The retinal persistence makes you see the LED more or less bright depending on this ON/OFF period ratio.

if you want one of the LED to be FULL "bright" during the transition, then you should not use PWM for that one and just keep it fully ON until the other is full ON as well and then you turn it off. might not give you that "smooth" transition though...

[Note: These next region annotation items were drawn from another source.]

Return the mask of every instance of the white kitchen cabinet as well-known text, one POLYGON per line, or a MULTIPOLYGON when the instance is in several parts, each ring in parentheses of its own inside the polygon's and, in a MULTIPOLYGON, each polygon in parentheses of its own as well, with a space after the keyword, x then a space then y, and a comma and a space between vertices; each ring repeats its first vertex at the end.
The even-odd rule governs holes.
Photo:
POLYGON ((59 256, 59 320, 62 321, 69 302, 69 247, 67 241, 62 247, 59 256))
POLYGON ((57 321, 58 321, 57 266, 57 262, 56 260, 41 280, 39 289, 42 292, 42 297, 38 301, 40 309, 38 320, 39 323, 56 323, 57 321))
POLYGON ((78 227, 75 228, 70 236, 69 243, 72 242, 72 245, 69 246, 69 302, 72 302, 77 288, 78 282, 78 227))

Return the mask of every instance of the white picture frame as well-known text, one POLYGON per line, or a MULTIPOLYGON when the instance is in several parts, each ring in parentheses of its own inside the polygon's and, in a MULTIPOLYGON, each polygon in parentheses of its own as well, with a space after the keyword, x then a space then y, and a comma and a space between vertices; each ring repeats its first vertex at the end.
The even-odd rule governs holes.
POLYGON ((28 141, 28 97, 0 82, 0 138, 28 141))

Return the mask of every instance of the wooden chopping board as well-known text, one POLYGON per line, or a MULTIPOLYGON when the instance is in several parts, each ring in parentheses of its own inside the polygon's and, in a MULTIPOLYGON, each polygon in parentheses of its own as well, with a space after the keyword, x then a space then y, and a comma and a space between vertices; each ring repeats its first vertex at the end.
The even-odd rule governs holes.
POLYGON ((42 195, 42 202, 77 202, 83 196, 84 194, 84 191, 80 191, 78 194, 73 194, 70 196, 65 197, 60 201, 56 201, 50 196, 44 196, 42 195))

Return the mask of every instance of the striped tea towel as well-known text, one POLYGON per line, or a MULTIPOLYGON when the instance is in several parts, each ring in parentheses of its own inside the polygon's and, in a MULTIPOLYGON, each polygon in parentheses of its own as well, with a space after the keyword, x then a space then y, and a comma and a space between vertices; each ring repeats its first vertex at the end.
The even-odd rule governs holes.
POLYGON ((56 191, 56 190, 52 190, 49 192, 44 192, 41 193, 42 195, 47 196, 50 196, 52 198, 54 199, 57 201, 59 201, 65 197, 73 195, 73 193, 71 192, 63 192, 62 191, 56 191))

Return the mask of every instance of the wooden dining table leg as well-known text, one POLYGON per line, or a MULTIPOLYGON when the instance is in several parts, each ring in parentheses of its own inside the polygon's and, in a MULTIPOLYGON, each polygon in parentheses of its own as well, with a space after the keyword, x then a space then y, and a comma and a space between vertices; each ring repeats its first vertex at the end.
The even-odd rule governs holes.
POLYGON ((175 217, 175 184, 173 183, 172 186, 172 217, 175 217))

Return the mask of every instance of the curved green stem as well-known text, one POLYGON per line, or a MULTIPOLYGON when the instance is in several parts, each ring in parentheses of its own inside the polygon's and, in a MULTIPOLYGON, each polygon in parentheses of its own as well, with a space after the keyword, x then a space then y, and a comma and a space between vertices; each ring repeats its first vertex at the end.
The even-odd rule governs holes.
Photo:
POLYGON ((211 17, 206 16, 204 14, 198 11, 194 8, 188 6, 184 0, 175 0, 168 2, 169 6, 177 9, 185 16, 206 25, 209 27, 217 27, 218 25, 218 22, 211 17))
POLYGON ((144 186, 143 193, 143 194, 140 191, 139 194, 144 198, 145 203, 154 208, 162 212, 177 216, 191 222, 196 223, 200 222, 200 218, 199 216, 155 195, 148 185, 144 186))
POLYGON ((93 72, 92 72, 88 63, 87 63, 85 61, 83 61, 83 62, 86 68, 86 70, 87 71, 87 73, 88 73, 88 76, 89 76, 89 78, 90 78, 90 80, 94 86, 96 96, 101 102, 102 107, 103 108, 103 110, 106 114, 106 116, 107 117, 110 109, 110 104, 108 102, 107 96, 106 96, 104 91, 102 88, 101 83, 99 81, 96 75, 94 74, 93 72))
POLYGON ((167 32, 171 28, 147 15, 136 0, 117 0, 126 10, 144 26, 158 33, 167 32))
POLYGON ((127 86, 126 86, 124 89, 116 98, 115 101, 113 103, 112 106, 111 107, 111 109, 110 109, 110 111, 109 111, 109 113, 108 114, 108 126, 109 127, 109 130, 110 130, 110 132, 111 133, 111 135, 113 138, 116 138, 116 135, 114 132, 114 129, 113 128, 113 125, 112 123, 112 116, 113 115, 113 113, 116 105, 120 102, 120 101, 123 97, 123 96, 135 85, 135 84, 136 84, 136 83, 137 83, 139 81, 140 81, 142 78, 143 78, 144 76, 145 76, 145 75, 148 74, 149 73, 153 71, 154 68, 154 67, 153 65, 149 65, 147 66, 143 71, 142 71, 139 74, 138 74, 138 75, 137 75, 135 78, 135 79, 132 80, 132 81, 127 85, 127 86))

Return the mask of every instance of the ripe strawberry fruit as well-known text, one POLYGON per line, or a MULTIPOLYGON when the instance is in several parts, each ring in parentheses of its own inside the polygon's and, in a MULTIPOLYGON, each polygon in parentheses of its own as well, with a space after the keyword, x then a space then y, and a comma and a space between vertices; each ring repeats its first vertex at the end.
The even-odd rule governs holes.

if I'm in the middle of the crossfade than the LEDs are at half brightness instead of both being at full brightness.

To me a crossfade of two LEDs means that as one fades from fully on to fully off the other does the opposite. That would mean that at the halfway point both are half on.

Please describe exactly what you want to do.